More than a century ago, New York-based hospital and railroad company executive W.V.S. Thorne may not have known how his pioneering work — considered innovative near the beginning of the 20th century — would launch, mold and shape what would become the healthcare group purchasing industry.
Thorne’s blueprint for “cooperative buying,” which he presented at a meeting of the Hospital Conference of the City of New York at the Academy of Medicine in April 1909, led to his founding 11 months later the Hospital Bureau of Standards and Supplies Inc., largely regarded as the forerunner to and progenitor of the modern-day group purchasing organization (GPO). Cost to access its contracts? The annual hospital membership fee reportedly came to a whopping $5, today roughly the cost of a mocha frappacino.
Ushering in what would become the Golden Age of Group Purchasing, Hospital Bureau spawned a franchise network for local and state hospital associations looking to offer their members cooperative buying services. Hospital Bureau offered its services up and down the East Coast first before expanding westward in the ensuing seven decades. Unfortunately, it faded into the footnotes of healthcare history, supplanted and replaced by more daring and enterprising models arguably focused more on revenue for service than the service itself.
Gilding the Golden Age
For much of group purchasing’s six-decade-long Golden Age, Hospital Bureau set the stage for a scattershot rise of competitors, initially on the local and regional levels, including a number of regional groups centered in major metropolitan areas, such as New York, Cleveland, Philadelphia, Chicago and Los Angeles.
By the 1950s, these “cooperative buying services,” typically appended to local or state hospital associations representing not-for-profit facilities, offered volume-oriented contracting for a host of commodities and supplies. Hospitals gained access to these contracts as an adjunct service offering of their association membership by paying their association a membership fee.

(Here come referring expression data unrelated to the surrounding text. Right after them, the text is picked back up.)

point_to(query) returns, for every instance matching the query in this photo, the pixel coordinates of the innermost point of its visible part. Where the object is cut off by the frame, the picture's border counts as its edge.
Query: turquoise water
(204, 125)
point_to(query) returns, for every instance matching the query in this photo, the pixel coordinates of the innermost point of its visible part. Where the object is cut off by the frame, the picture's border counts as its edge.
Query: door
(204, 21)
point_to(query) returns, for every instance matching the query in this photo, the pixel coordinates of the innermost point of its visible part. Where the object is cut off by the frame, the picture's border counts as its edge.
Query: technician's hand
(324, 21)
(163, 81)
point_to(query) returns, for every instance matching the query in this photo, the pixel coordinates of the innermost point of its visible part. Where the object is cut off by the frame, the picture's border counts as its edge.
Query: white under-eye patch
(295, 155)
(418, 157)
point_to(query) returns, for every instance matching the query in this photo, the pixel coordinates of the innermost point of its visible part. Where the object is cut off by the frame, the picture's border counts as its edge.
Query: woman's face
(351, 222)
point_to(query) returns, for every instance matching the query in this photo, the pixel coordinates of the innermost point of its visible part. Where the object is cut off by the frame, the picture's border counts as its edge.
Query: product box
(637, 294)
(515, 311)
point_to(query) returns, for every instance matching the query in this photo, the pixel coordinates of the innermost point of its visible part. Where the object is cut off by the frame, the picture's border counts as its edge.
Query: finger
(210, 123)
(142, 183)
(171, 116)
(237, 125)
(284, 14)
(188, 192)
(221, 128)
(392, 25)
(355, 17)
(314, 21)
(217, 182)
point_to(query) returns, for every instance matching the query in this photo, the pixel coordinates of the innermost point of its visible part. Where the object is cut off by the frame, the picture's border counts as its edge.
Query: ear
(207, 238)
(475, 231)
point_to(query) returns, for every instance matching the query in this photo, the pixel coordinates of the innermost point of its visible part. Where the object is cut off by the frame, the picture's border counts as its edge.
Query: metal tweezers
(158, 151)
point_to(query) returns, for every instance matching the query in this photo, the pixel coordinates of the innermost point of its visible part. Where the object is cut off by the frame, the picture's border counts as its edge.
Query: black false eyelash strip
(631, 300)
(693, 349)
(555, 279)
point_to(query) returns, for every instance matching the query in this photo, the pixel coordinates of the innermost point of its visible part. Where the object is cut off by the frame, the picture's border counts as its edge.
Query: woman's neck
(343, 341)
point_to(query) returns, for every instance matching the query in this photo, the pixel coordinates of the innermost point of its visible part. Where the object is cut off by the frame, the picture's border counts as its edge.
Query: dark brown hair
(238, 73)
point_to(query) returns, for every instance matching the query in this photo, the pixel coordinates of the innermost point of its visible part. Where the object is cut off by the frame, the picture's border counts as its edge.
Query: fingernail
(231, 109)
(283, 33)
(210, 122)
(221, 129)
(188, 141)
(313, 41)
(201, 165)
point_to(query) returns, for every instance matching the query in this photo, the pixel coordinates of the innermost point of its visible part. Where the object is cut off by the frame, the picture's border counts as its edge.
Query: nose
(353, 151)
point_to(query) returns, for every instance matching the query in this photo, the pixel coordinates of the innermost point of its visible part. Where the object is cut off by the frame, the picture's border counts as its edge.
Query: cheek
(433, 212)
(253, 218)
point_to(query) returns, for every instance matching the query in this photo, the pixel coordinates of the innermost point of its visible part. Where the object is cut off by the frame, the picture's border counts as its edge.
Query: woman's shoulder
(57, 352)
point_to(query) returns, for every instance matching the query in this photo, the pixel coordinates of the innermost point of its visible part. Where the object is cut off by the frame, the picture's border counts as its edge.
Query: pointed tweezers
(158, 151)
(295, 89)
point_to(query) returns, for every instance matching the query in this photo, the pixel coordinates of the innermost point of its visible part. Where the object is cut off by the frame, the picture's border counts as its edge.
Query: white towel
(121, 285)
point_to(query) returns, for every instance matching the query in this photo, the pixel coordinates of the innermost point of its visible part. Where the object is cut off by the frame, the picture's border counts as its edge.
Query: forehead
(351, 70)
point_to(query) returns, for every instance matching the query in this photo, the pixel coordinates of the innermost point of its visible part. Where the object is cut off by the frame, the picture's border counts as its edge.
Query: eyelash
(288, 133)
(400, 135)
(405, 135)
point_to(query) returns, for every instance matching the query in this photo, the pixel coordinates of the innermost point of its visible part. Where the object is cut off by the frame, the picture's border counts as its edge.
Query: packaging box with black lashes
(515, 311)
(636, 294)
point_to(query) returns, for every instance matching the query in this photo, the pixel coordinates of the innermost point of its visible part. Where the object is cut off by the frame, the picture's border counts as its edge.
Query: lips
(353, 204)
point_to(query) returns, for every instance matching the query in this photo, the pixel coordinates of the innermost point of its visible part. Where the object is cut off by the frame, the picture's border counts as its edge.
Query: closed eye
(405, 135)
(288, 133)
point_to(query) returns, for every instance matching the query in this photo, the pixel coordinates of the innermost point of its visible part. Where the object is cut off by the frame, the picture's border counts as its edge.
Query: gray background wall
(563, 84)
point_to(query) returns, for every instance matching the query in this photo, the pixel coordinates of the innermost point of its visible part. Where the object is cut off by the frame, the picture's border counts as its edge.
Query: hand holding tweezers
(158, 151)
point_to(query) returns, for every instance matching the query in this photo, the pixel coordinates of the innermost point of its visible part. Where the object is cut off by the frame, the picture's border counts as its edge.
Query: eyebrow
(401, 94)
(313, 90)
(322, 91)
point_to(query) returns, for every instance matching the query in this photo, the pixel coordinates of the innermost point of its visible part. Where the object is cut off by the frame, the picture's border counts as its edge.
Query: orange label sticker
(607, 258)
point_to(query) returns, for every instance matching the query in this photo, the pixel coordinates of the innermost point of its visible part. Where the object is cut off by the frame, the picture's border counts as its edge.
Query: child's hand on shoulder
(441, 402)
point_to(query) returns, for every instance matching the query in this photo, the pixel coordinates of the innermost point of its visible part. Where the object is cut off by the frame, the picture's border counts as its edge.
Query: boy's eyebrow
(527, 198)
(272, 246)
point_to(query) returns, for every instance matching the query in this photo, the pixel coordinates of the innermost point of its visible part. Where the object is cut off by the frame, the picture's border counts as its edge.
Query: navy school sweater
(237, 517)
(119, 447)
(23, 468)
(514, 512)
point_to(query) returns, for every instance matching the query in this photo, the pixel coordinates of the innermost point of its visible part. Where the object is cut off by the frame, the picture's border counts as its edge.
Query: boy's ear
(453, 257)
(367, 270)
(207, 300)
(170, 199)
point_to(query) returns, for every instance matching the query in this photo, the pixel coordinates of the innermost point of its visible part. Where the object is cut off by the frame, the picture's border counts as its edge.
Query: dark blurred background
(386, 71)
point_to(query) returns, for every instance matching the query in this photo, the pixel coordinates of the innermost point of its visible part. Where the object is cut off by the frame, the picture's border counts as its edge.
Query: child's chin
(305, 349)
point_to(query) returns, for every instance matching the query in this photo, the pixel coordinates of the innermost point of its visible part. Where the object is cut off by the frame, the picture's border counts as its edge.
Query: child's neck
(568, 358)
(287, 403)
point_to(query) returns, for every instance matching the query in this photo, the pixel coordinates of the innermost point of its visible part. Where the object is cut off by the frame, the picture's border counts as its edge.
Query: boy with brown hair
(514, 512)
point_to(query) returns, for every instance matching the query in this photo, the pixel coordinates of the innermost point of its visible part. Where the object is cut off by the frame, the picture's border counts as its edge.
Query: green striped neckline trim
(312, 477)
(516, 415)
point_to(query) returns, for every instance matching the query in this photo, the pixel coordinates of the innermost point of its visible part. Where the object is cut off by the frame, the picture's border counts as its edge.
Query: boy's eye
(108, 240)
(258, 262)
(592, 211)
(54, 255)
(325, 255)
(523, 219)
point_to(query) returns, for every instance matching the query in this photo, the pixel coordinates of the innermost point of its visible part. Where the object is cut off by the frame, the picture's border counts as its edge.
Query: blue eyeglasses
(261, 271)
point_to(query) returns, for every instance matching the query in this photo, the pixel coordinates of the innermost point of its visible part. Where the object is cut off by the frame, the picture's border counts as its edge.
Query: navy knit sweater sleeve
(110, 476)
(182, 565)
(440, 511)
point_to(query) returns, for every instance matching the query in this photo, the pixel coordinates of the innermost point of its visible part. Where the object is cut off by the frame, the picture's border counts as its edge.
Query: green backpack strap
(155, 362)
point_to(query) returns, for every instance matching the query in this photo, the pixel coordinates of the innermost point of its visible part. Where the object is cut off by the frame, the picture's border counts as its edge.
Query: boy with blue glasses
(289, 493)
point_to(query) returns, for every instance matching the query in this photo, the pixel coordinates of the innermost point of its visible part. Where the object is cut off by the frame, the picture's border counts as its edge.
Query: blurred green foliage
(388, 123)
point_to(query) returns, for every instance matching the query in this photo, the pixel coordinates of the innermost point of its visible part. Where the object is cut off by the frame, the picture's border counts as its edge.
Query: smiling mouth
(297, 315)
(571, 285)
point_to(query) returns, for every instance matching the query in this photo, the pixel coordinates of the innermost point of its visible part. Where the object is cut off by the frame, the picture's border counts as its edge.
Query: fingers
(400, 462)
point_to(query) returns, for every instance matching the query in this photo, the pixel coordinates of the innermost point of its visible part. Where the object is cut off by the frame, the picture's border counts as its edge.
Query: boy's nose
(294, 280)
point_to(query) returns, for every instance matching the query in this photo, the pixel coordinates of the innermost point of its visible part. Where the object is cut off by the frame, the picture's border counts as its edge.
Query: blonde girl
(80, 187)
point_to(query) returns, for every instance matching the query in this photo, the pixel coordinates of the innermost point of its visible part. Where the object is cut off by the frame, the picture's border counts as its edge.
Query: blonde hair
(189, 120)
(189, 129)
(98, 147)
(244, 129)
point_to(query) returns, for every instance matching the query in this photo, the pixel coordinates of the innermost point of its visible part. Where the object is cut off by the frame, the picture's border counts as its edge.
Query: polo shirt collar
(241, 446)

Meanwhile, investor-owned hospital companies would emerge during this time, too. Because these organizations owned their facilities they could control and direct contract usage and purchasing patterns of their committed “for-profit” hospital properties, stretched over larger regions spanning several states. Furthermore, they wielded their cooperative buying clout as a market share reward for suppliers willing to pay them administrative fees for access to contract-compliant hospitals. Interestingly, several Catholic-sponsored systems also experimented with administrative fees.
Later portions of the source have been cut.